El nazismo, no obstante los alemanes dijesen tras la guerra que el Führer hizo todo solito y ellos prácticamente ni se enteraron, fue un movimiento de la mayoría contra la minoría. Por eso avanzó tan fácilmente. Y por eso estuvo a partir un piñón con el comunismo, su modelo y precedente cronológico a la hora de arremeter contra la burguesía liberal. Al comunismo le copió el fascismo la afición a los campos de concentración, la colectivización y el expansionismo agresivo. Stalin tardó semanas en despertar de su estupor tras la invasión germana, porque había admirado a Hitler y visto en él a su pupilo. ¡Qué ridículo el de los comunistas españoles, como la Pasionaria, que siguieron a su amo en el vaivén! Así que no son novedosos estos matrimonios contra natura, pese a que acaben como el rosario del alba. Por eso el Grupo de Puebla, en carta oficial dirigida en abril de 2020 a António Guterres, Secretario General de las Naciones Unidas, alabó “las relevantes y progresistas acciones desarrolladas por la organización que usted maneja con capacidad y dedicación”, declarando que “estamos de acuerdo con el espíritu de la Agenda 2030”.

Una ingente mayoría aria, se supone que moralmente superior, se empeñó en aniquilar a la minúscula minoría judía, llevando a cabo una rebelión popular, ejecutada por la masa definida en términos canettianos, contra la aristocracia profesional, cultural y financiera encarnada por el pueblo judío. Se trataba de un levantamiento de los muchos contra los pocos. La evolución a partir de 1933 aporta útiles lecciones. Cabe repasar cómo quienes deciden no irse de Alemania con lo puesto, o no pueden, van gradualmente acostumbrándose a vivir peor, a perder sus trabajos y sus casas, a ser encerrados en espacios cada vez más asfixiantes, antes de acabar, como humo, elevándose sobre los crematorios. Trazada la comparación con el presente, apreciamos que el liberalismo cree imposible que se cometan barbaridades contra las vidas individuales, aunque de momento va transigiendo con las nuevas leyes progresistas. Va habituándose a que, poco a poco, se restrinjan libertades, se aumenten prohibiciones y se vaya implantando un uso schmittiano, omnímodo, dirigista de las leyes.

Desde otro ángulo, hay asimismo coincidencia entre Davos y la Revolución de Octubre. Estriba en el hecho de que una exigua fracción de aventureros –bien es verdad que, en el primer caso, multimillonarios y muy bien situados—aspire, en inverosímil tentativa, a imponerse a unas amodorradas sociedades. No nos hallamos al inicio de dicho proceso, sino en la fase final, después de habernos ido viendo paso a paso sometidos a un tropel de obligaciones novedosas, que trastocan la propiedad, la movilidad, la moral pública, la salud, el consumo o las decisiones individuales.

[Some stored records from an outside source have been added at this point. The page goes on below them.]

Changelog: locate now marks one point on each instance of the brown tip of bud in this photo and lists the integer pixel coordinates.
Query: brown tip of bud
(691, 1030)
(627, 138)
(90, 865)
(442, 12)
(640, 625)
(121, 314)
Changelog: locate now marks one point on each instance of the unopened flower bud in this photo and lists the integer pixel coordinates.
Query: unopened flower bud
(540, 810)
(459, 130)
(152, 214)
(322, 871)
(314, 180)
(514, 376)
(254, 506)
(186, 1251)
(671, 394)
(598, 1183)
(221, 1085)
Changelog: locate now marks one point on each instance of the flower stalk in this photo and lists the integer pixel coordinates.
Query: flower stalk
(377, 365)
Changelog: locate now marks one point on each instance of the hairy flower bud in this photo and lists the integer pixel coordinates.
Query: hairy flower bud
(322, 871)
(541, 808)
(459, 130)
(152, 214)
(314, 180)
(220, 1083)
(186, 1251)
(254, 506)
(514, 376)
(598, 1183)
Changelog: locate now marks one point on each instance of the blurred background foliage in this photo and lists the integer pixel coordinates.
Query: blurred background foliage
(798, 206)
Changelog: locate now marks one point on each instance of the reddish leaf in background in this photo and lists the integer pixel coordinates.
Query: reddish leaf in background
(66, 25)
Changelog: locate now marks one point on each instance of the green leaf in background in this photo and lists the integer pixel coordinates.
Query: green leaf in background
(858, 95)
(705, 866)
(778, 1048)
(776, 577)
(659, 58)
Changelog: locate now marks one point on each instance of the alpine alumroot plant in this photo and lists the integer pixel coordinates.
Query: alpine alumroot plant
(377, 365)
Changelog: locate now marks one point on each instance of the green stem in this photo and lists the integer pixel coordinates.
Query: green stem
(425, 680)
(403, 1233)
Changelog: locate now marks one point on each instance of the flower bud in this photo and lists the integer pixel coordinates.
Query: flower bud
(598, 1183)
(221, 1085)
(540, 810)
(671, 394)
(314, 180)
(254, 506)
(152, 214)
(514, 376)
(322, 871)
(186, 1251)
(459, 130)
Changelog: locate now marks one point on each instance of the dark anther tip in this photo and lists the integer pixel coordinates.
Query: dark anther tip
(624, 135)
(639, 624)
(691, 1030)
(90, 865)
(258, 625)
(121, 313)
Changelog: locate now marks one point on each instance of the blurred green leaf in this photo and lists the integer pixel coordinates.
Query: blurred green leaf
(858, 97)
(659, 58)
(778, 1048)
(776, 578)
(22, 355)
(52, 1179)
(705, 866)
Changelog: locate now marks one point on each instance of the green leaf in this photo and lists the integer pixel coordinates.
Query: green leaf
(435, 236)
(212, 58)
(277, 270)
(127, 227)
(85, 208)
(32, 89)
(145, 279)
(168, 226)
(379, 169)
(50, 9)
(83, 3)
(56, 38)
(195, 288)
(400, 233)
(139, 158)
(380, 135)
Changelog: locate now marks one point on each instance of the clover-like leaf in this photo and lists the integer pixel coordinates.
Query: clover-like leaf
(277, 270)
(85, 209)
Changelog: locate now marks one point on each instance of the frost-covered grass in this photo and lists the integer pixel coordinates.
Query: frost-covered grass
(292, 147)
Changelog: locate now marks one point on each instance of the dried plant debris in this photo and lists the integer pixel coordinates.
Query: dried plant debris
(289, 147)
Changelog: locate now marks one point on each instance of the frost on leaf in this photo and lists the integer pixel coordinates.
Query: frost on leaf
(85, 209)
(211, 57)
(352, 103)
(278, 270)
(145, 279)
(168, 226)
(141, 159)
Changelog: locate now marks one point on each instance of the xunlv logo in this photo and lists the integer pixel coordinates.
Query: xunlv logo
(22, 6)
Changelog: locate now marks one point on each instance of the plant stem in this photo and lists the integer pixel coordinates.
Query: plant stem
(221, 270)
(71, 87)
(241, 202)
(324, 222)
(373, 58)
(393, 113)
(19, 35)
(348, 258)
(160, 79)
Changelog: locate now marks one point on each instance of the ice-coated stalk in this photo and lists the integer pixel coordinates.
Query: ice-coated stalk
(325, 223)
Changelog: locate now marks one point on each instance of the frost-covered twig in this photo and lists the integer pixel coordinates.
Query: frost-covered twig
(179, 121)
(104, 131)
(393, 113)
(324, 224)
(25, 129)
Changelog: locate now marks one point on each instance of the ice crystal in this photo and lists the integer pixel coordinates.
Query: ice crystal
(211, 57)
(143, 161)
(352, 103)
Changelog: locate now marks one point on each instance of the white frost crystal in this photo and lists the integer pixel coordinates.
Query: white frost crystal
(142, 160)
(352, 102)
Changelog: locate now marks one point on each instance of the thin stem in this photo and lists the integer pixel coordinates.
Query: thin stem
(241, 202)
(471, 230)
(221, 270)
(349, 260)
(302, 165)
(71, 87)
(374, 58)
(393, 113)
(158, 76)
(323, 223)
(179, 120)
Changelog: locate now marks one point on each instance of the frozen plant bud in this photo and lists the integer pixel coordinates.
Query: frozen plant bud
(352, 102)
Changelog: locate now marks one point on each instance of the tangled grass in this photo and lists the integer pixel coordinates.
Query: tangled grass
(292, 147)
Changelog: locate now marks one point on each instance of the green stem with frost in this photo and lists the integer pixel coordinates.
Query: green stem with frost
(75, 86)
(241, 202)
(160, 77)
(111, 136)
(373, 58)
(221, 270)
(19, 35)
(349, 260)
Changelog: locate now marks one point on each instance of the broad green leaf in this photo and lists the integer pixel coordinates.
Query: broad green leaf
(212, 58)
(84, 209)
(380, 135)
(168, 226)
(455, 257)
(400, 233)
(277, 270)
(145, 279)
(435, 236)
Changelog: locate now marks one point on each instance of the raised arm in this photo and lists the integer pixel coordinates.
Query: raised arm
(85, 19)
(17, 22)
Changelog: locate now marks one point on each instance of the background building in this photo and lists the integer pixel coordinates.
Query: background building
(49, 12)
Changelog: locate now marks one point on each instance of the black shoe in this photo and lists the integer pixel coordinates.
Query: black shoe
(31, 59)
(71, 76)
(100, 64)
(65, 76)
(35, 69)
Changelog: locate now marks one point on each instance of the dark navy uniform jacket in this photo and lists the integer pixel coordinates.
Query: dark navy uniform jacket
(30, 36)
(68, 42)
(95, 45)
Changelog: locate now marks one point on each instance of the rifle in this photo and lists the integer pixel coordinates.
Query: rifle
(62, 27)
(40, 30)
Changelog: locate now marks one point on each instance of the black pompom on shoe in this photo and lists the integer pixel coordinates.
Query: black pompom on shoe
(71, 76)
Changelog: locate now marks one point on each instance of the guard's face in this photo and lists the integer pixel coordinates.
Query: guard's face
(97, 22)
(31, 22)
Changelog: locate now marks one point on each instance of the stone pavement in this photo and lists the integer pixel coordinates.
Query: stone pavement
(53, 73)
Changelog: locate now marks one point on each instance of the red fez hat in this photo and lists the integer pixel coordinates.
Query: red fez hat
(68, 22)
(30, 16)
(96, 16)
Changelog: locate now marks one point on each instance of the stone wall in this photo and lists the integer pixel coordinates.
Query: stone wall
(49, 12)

Un cúmulo de atropellos que se nos anuncia en nombre de un bien común, indiscutible y salvífico. Es la apoteósis del liberticidio, consentida mansamente por sus destinatarios.

Frente a esto, el nazismo tuvo menos mérito. La maquinaria de exterminio en Polonia fue el producto de la fuerza bruta, claro, si bien en ocasiones se valió también de la astucia y el engaño, como hizo Eichmann al entrar en Budapest para liquidar, apenas sin tropas y en escasos meses, a medio millón de judíos húngaros. Por no hablar de la habilidad esgrimida por el mando ante la necesidad de combatir los brotes de repugnancia moral que experimentaban algunos soldados adultos, cuando se les encargaba matar a niños a millares.

El liberalismo defiende el juego limpio y por ende exige normas mínimas que lo garanticen: imperio de la ley, independencia judicial, igualdad de oportunidades, responsabilidad individual, un equilibrio coherente de premios y castigos. Muy bien. Pero ¿y si la mayoría se opone a esta visión? ¿Y si las leyes que prefieren o consienten dichas masas postulan un sistema contrario, regido por jueces y policías ad hoc, cuyas sanciones y recompensas beneficien con rotundidad a los enemigos del liberalismo? Ingenuo es creer que dicho régimen tenga que llegar impuesto por el terror o la fuerza. Perfectamente puede responder a una voluntad mayoritaria o a una ceguera delirante. En ese caso, el liberalismo deberá acatar su derrota. Aceptar que ha generado un método para su autodestrucción.